Q: RAID Boot with SSD's
Is it possible in Mac 10.6.7 to boot from two SSD drives in RAID from a PCI-e SATA III card?
Mac Pro, Mac OS X (10.6.7), 2x2.8 Ghz 6 GB Ram
Posted on May 22, 2011 10:06 PM
There is only one thing a RAID provides - more space. Beyond that a RAID can’t help you with:
- Accidental deletion or user error
- Viruses or malware
- Theft or catastrophic damage
- Data corruption due to other failed hardware or power loss
- Striped RAIDs have a higher failure risk than a single drive
The purpose of a RAID is to provide high speed mass storage for specialized needs like video editing, working with extremely large files, and storing huge amounts of data.
If your array fails it means complete loss of data and hours of time to rebuild. RAIDs degrade over time necessitating many hours of restoration. And, if you don't know much about RAIDs then you really don't need one.
You can use a RAID for backup. But unless your backup needs involve TBs of data requiring rapid and frequent access, why bother? TM works in the background. It's not like you have to sit there waiting for your backup to be completed. Furthermore, you're buying two drives possibly to solve a problem where a single drive will do.
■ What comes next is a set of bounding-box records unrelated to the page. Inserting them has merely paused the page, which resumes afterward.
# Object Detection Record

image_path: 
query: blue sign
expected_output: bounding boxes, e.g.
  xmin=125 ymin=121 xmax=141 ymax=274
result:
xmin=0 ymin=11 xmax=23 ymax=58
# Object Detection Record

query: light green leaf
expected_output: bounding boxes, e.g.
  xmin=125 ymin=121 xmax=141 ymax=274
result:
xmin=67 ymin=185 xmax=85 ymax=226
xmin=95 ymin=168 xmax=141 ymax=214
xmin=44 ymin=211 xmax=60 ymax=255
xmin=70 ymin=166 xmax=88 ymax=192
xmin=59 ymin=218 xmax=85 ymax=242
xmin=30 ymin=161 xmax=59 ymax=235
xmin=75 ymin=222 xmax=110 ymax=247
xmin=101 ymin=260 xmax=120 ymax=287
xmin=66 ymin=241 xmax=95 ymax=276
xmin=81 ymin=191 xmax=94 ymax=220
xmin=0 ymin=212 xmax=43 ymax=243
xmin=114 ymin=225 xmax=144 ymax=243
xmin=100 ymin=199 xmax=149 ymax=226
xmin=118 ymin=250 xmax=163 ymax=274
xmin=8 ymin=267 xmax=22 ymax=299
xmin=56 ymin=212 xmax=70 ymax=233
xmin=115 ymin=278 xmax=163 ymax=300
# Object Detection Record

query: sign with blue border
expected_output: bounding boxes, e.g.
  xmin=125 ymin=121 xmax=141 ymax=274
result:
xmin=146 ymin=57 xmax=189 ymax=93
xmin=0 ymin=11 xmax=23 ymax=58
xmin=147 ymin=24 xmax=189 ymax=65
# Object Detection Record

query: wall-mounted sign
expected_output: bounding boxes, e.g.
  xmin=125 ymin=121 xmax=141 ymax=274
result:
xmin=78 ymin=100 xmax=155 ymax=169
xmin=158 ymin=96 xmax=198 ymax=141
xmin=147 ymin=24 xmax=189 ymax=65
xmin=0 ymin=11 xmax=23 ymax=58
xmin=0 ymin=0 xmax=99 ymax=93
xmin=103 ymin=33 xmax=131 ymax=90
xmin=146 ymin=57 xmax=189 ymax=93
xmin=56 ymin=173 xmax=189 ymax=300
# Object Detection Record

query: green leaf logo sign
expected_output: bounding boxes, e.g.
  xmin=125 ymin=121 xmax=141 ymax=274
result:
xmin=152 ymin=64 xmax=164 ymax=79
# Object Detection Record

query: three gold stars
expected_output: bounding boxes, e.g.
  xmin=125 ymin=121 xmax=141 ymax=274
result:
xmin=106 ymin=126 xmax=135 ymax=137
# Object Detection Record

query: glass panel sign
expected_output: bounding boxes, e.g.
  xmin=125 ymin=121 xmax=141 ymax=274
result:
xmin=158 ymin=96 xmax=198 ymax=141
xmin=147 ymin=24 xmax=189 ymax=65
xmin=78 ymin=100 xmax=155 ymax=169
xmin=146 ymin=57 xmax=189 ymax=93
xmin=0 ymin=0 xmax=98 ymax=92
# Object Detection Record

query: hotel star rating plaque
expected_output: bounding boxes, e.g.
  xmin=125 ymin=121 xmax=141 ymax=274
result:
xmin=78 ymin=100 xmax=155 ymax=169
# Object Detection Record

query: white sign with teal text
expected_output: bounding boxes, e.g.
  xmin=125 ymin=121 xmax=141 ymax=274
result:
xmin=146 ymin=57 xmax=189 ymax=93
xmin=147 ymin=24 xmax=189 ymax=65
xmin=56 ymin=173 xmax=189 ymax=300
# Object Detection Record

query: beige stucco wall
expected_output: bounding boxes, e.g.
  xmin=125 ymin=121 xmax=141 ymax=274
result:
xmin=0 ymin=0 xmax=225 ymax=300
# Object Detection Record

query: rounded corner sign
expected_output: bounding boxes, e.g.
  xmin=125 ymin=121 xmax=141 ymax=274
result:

And, one drive is less expensive than two.
Ignoring overhead two drives in a RAID 0 (striped) array should perform about twice as fast. However, as the array fills up with files that performance will degrade.
RAID was a technology that in it's time was meant to solve a problem. Large capacity, fast drives were extremely expensive. Small drives were cheaper but slower. However, combining these cheaper drives into arrays gave faster performance and the larger capacity needed for data storage needs. Thus, the reason why it's called Redundant Array of Inexpensive Drives. But today you can buy a 3 TB drive with performance that's better than the 1 TB drives of two or three years ago.
But why trust your boot drive to a RAID? I certainly wouldn't.